Let’s say it out loud: I fear I’m not as creative as I’m supposed to be as a poet. Omg. What if everyone discovers my secret? I’m a fraud, not an artist but an aimless wanderer who wandered up on something good that very one time. Please. Look at the world we live in! The bland force of late capitalism and the propriety of adulthood works hard on us. The habitual speech of politicians, corporate America and social media is a linguistic quicksand we wade through as poets. And it’s fun to counteract. It’s what we do. We say things in a new way. We displace and disrupt speech as usual. We restore meaning. But how? How do we relocate the creativity and imagination of our younger selves? What is imagination exactly? How do we recognize it when it shows up and how does it show up in our process? Is it internal inspiration from a mystic thunder perfect mind? Or is it external—a poetics of attention, what we notice and use? This high-energy, three-hour craft lab will be like speed-dating the populace of our dormant imaginations. We’ll cycle through strategies, examples and prompts, looking at poems by poets such as K. Iver, Mary-Alice Daniel, Ama Codjoe, Vievee Francis, Joshua Burton, Carl Phillips and Will Alexander. We’ll address imagination at every stage of the process, from forming an idea to revision.

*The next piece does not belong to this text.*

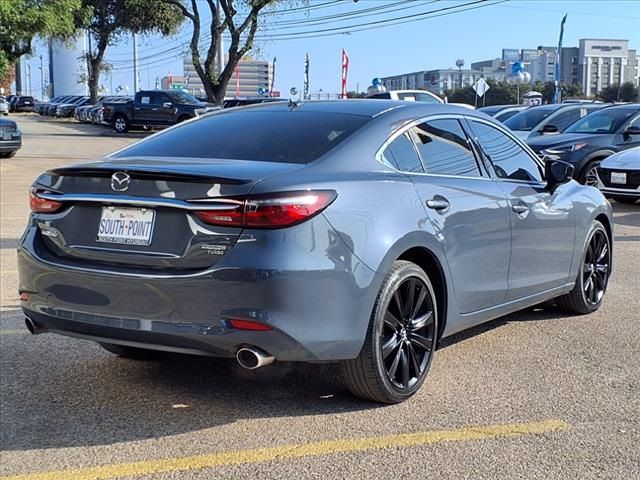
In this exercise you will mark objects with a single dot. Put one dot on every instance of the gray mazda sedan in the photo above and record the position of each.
(358, 232)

All participants will have access to a cloud recording of the craft lab for one month afterward.
Craft Lab Details
Joy Priest is the author of Horsepower (Pitt Poetry Series 2020), winner of the Donald Hall Prize for Poetry, and the editor of Once a City Said: A Louisville Poets Anthology (Sarabande, 2023). She is the recipient of a National Endowment for the Arts fellowship, a Fine Arts Work Center fellowship and the Stanley Kunitz Memorial Prize from the American Poetry Review. Her poems are forthcoming in the Nation and Los Angeles Review of Books, as well as in commissions for the Museum of Fine Arts–Houston (MFAH) and the Los Angeles County Museum of Art (LACMA). In the fall of 2023, she will join the University of Pittsburgh’s Writing Program as an assistant professor of African American / African Diasporic Poetry.